The researchers designed the current study to assess "the presence of post-traumatic stress disorder (PTSD) symptoms in response to stressful or traumatic life events and their impact on HIV risk behaviors and associated psychosocial variables among men who have sex with men (MSM)."
Notices posted in a community health clinic and a modified respondent-driven sampling technique were used to recruit participants. A total of 189 MSM signed up, of whom 60 percent were HIV-positive, and completed a behavioral assessment survey. In assessments using the startle, psychosocial arousal, anger and numbness screening instrument, 60 percent of the men were positive for PTSD symptoms.

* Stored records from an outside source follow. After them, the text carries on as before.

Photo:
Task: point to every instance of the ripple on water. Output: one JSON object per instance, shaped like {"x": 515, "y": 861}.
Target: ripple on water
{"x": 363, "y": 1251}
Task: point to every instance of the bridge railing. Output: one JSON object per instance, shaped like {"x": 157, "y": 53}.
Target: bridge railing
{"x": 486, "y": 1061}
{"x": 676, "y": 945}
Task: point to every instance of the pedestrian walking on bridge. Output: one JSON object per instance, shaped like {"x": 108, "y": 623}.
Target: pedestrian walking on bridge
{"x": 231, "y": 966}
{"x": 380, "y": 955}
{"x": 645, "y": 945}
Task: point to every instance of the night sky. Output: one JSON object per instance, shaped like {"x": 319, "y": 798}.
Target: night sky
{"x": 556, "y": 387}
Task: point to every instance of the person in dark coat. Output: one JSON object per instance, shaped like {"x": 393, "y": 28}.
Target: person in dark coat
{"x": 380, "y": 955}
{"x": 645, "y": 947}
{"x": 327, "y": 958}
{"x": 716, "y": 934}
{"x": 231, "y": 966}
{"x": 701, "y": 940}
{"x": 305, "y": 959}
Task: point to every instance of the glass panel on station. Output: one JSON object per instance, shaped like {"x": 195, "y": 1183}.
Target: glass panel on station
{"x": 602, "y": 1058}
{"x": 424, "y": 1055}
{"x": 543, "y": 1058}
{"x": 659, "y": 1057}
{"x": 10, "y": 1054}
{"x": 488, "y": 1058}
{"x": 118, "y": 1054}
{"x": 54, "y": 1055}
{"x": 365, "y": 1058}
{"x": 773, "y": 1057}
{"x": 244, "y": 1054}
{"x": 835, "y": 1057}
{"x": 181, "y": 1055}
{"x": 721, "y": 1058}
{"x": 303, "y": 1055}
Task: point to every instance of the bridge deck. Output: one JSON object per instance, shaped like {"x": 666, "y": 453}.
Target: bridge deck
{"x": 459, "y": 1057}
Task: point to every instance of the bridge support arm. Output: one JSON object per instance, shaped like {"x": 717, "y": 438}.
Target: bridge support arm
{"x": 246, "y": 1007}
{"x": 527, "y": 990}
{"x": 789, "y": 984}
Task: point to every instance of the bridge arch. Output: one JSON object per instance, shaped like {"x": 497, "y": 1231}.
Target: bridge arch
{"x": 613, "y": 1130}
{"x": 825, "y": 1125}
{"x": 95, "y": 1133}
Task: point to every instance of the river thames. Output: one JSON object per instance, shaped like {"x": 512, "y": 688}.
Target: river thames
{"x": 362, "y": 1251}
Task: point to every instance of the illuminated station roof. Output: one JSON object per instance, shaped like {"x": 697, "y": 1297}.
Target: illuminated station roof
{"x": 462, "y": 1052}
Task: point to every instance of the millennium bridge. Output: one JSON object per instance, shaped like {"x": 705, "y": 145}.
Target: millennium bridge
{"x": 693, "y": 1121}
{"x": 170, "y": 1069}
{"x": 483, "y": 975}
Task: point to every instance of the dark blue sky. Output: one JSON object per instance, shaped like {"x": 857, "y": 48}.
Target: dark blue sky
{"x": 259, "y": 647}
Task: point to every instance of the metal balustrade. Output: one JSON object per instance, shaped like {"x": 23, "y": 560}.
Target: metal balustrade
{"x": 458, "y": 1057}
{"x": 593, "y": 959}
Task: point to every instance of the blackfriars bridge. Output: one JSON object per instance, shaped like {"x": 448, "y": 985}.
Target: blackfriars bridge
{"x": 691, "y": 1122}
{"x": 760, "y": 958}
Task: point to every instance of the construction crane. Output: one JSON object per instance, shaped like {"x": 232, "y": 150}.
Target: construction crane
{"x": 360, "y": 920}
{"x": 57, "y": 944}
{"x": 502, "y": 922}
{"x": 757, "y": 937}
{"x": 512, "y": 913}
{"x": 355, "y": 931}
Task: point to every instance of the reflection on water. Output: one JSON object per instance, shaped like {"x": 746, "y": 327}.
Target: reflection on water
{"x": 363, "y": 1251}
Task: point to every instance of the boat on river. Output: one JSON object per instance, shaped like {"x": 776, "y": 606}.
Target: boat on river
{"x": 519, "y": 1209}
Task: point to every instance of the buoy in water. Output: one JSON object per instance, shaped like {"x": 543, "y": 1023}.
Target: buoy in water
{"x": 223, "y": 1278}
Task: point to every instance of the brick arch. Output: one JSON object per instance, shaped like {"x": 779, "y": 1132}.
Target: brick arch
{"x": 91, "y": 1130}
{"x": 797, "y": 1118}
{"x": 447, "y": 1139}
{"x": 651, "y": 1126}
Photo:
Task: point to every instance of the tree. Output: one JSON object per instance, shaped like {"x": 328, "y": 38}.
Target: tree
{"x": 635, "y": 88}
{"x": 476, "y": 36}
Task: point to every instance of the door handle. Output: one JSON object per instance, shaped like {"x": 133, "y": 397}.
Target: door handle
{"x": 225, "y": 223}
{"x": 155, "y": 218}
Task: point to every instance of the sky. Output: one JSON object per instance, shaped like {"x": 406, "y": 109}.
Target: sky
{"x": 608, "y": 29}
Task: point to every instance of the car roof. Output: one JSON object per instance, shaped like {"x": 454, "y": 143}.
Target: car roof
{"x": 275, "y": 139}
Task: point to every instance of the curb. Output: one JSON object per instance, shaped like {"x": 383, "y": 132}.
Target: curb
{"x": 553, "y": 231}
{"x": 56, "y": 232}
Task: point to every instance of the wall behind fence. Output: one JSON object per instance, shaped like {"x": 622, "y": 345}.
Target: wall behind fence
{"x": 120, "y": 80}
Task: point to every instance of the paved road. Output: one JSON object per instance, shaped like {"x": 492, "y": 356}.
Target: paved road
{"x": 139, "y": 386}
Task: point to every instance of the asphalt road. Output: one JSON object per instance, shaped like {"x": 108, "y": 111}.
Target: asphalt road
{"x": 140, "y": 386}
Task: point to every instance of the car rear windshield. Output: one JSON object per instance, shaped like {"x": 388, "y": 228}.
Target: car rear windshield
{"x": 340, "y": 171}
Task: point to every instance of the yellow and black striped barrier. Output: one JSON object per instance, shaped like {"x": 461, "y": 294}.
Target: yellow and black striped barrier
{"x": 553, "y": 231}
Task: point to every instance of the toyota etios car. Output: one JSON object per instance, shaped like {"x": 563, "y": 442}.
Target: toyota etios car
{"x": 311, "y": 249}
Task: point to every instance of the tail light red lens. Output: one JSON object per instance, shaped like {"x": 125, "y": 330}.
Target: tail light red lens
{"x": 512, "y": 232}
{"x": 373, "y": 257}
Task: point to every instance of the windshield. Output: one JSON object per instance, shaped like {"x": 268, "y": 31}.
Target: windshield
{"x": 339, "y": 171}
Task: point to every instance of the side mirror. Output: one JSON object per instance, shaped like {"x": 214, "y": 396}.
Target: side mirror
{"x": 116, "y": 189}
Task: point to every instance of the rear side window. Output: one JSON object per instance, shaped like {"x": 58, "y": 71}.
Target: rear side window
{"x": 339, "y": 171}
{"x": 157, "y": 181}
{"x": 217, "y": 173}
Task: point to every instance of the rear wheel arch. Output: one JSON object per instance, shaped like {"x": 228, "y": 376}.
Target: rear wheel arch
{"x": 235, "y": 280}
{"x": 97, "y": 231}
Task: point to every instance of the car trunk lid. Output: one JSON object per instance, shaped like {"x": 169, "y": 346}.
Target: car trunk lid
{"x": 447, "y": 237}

After the researchers controlled for race, sexual self-identification, and HIV status, multivariable logistic regression analyses "revealed that screening in for having PTSD symptoms was significantly associated with having engaged in unprotected anal (insertive or receptive) sex in the past 12 months, over and above any effects of whether or not a traumatic/stressful event occurred during the year (adjusted odds ratio [AOR]=2.72; p<0.02; 95 percent confidence interval [CI]=1.19-6.20)."
Further, MSM with PTSD symptoms were more likely to have clinically significant depressive symptoms (AOR=3.50; p<0.001) and/or symptoms of social anxiety (AOR=2.87; p<0.01; 95 percent CI=1.48-5.62).
"The current study, in the context of other research documenting the high rates of co-occurring psychosocial issues facing MSM, points to the importance of incorporating coping with these issues in HIV and [STD] prevention and care interventions," the authors concluded.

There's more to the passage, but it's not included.